The cost of liquidation could cause concern, especially if the company’s financial situation is so dire that it may be the only way to alleviate its debt. As a result, you may be tempted to dissolve the company as you would with a solvent one. While this isn’t illegal, dissolutions are published in the appropriate Gazette, and the company’s creditors can object. There are ways to fund a liquidation, even if you’re worried your company can’t afford it. Options range from selling company assets to personally raising funds off your own back. If directors are entitled to redundancy pay, that could also help fund the liquidation.

Can creditors force a company into liquidation?
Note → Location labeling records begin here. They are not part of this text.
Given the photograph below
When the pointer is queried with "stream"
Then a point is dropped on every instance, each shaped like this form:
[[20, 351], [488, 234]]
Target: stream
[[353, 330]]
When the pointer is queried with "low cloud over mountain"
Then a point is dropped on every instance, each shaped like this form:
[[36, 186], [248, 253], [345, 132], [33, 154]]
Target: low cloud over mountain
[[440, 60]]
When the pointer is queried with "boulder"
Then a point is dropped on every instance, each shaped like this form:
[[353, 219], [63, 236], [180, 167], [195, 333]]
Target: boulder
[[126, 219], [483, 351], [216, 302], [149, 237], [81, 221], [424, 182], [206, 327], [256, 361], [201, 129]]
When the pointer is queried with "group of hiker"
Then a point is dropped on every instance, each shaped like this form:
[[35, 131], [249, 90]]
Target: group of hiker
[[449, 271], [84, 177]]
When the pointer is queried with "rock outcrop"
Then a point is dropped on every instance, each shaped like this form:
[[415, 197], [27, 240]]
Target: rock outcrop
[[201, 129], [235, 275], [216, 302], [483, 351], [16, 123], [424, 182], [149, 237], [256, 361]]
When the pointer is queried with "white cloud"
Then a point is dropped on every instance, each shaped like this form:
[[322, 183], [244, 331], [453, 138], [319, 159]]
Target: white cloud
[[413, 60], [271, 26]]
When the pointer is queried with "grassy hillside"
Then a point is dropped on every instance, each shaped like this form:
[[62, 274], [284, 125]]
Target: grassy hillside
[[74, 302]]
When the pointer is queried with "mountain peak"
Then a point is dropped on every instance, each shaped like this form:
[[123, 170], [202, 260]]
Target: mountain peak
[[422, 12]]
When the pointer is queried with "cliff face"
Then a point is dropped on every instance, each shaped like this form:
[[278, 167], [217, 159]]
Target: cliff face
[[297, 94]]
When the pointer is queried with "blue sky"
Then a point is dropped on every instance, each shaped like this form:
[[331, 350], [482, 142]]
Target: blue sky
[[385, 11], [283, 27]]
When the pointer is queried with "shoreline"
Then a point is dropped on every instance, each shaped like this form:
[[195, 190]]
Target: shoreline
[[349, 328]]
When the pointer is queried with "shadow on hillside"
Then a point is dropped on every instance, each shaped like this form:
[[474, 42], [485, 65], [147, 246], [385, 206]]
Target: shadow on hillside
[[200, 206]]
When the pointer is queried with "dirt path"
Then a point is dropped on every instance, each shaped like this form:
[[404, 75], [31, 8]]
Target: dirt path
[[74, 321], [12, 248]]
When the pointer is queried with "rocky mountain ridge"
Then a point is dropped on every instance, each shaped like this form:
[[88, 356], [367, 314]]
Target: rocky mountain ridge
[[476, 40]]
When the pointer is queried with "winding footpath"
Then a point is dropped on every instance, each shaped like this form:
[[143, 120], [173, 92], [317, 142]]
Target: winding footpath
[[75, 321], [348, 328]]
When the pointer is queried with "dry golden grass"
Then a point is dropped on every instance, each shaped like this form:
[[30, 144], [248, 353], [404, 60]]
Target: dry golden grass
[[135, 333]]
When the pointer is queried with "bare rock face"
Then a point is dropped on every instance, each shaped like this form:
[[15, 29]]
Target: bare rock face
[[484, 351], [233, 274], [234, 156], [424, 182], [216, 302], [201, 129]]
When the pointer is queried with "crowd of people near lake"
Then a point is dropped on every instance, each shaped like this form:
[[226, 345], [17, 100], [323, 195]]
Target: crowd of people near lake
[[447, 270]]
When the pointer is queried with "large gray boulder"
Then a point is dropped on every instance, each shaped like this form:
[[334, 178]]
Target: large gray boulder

As unpleasant a prospect liquidating a company may seem, it is often preferable to having liquidation forced upon it. If a company owes a creditor more than £750, that creditor can apply for a winding-up petition. If approved by the court, this becomes a winding-up order, freezing the company’s bank accounts and making trading impossible. Unless you can get a validation order passed, the company will go into compulsory liquidation, with trading ceasing immediately.

While these circumstances sound bleak, compulsory liquidation may offer a solution if you cannot raise funds for voluntary liquidation. Directors can invite the company’s creditors to issue a winding-up petition, closing the company. While it offers the directors less control of how they enter the process than voluntary liquidation, it can close the insolvent company and draw a line under the debt if no other options are feasible.

Can directors start another company after liquidation?

Having to liquidate a company is seldom a pleasant experience and could leave a bad taste. However, having a company close through an insolvent liquidation doesn’t automatically disqualify directors from setting up another limited company. While a liquidator will investigate director actions leading up to and during the insolvent period, if no instances of wrongdoing are found, the director can start a new limited company. However, strict rules and regulations exist around reusing similar elements (like the name, assets, and trading style) in a new company.

To summarise

While closing a company can be a daunting prospect, and you might have concerns about affording the process, there are ways of obtaining the funds. You can either enter liquidation voluntarily once

you’re aware that the company cannot repay its debts; otherwise, your creditors can force the company into liquidation once you owe them more than £750.

There are several ways to fund a liquidation, including funds generated from selling the company’s assets once they’re independently valued, using directors’ redundancy pay, or raising funds personally. Staff are made redundant in liquidation, becoming preferential creditors in the process. If you still want to run a business after the liquidation, you can set up a new limited company if the liquidator finds no evidence of wrongdoing.